There is little more idyllic than a relaxing week by the pool, winding along deserted roads to picturesque hill towns such as San Gimignano, tasting locally-grown wines, eating great food and generally enjoying the view.
The heartland of Chianti, between Florence and Siena, is utterly beautiful but very popular – try further south in Maremma or north in Pistoia for a quieter experience in high season. Car hire is pretty much essential in the Tuscan countryside unless clients want to reach the property they’re staying at and not leave until they return to the airport.
Villas are popular and there are plenty on the market through the likes of Citalia, Meon Villas, CV Travel and A&K Villas – Citalia offers a week at four-star villa Le Cellole from £529 per person in September – but hotels, both boutique and larger in scale, are great for those who don’t want to cater for themselves.
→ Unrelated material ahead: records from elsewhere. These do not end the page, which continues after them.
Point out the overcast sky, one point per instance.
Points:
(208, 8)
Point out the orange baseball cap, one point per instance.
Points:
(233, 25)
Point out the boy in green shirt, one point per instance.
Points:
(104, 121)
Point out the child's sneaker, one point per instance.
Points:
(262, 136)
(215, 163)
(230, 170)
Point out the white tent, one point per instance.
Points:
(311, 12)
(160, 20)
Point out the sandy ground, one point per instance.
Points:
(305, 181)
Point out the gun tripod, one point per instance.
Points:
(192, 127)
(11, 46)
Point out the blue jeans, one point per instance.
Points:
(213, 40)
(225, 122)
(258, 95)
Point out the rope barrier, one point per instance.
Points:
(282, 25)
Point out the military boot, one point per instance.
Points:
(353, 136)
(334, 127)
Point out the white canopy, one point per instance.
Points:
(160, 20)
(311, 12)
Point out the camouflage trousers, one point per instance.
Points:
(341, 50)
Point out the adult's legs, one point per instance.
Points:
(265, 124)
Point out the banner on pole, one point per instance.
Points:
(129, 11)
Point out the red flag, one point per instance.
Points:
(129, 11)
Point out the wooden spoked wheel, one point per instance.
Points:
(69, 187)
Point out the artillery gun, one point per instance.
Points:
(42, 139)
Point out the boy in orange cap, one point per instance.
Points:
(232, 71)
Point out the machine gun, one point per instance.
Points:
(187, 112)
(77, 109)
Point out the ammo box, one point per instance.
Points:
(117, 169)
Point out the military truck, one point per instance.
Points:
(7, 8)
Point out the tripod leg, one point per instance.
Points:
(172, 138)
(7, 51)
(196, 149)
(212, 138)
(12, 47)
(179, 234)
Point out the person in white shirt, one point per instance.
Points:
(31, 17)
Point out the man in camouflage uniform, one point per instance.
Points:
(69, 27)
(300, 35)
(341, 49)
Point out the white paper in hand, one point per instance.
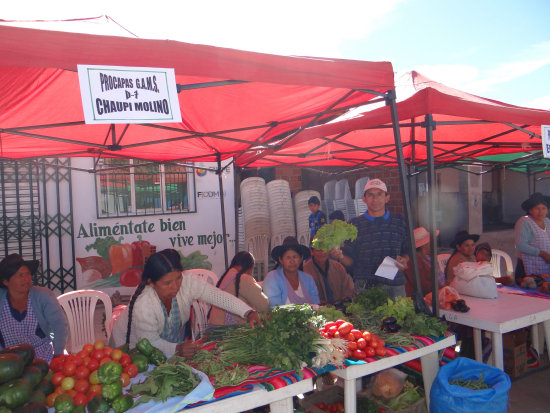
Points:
(388, 269)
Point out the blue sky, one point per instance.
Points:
(496, 49)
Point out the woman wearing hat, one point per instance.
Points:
(161, 305)
(424, 260)
(29, 314)
(287, 284)
(532, 236)
(464, 247)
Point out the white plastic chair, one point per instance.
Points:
(442, 260)
(200, 308)
(79, 306)
(496, 260)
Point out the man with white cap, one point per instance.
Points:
(424, 259)
(379, 234)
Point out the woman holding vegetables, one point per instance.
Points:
(287, 284)
(161, 303)
(237, 280)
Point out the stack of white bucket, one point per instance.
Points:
(302, 211)
(256, 222)
(281, 211)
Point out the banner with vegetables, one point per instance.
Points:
(111, 252)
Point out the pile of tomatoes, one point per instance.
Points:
(361, 344)
(76, 374)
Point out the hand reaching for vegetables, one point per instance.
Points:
(252, 318)
(187, 349)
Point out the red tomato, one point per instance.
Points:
(93, 365)
(82, 372)
(57, 364)
(95, 388)
(125, 379)
(329, 325)
(57, 378)
(349, 337)
(380, 351)
(97, 354)
(132, 370)
(125, 359)
(345, 328)
(116, 354)
(356, 333)
(366, 336)
(359, 354)
(80, 399)
(75, 359)
(361, 343)
(131, 277)
(81, 386)
(70, 392)
(105, 360)
(69, 368)
(352, 345)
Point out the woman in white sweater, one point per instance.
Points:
(161, 305)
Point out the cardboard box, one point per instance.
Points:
(515, 352)
(331, 395)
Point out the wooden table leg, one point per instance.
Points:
(350, 396)
(478, 348)
(497, 350)
(430, 367)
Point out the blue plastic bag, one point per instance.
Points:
(445, 397)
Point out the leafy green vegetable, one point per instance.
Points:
(331, 235)
(102, 245)
(195, 260)
(287, 339)
(410, 395)
(478, 384)
(174, 378)
(366, 316)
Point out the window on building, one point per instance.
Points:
(127, 187)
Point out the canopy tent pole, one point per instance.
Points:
(419, 303)
(430, 126)
(222, 206)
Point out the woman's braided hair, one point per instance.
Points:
(243, 259)
(157, 265)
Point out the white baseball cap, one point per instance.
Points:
(375, 183)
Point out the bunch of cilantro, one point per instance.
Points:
(332, 235)
(285, 341)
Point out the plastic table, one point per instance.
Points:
(280, 400)
(506, 313)
(428, 358)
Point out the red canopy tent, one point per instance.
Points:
(231, 101)
(464, 127)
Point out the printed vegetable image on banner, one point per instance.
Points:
(111, 251)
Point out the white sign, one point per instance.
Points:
(545, 133)
(114, 94)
Castello Di Vicarello is a dreamy upmarket choice, a 12th-century castle converted into an exquisite 12-room boutique with its own vineyard and cookery school. Castel Monastero is a popular larger option, with 74 rooms, access to a golf course and polo club and a huge spa with special programmes for weight loss and preventative medicine. Sardatur offers a week here from £1,630 in September including car hire.
At the four rather than five-star level, Cresta Holidays recommends the Castellare di Tonda, another large resort with stables, driving range and kids’ club, and which offers cookery and painting classes, and is right in the heart of Tuscany. The operator offers seven nights in October with BA flights from £245.
New for this year is the five-star Castello Di Casole, a 41-suite former castle property in its own estate with vineyards and a game reserve, and a church and amphitheatre in the grounds.
Less well known than its city and countryside, the Tuscan coast is nevertheless worth a visit, especially for families with kids who crave the seaside rather than a pool. Viareggio is the largest resort on the coast; Forte Dei Marmi is slightly more upmarket, though it’s hard to find quite the heights of luxury on the coast as you can inland. Operators such as Sardatur, Citalia and Classic Collection Holidays feature these seaside resorts.
There are long sandy beaches backed by the peaks of the Apuane Alps, and Florence, Lucca and Pisa are within day trip reach, if clients want to swap loungers for culture. Car hire isn’t a necessity in the same way as it is in the countryside, so if clients don’t want to drive the coast may suit them better.
Viareggio is home to two historic four-star properties, the 1920s Grand Hotel Principe di Piemonte and the Hotel Plaza e de Russie, built in 1871 and offered by Citalia for £739 for seven nights in September. Luxurious choices in Forte Dei Marmi include the 29-room Hotel Byron, the former villa of an aristocratic family, the minimalist chic of Principe Forte Dei Marmi and the more blinging Grand Hotel Imperiale.
Viareggio and Forte Dei Marmi are both at the northern end of the Tuscan coast and are popular with holidaying Italians. Further south lies the quieter Monte Argentario peninsula. Wilder and more rugged, it’s home to Relais & Chateau-accredited Il Pellicano near the picturesque town of Porto Ercole.
Perched on a bluff with a lift to the private beach, there are facilities for tennis, golf and horse riding, a spa and a two Michelin-starred restaurant. Classic Collection offers seven nights from £2,023 in September.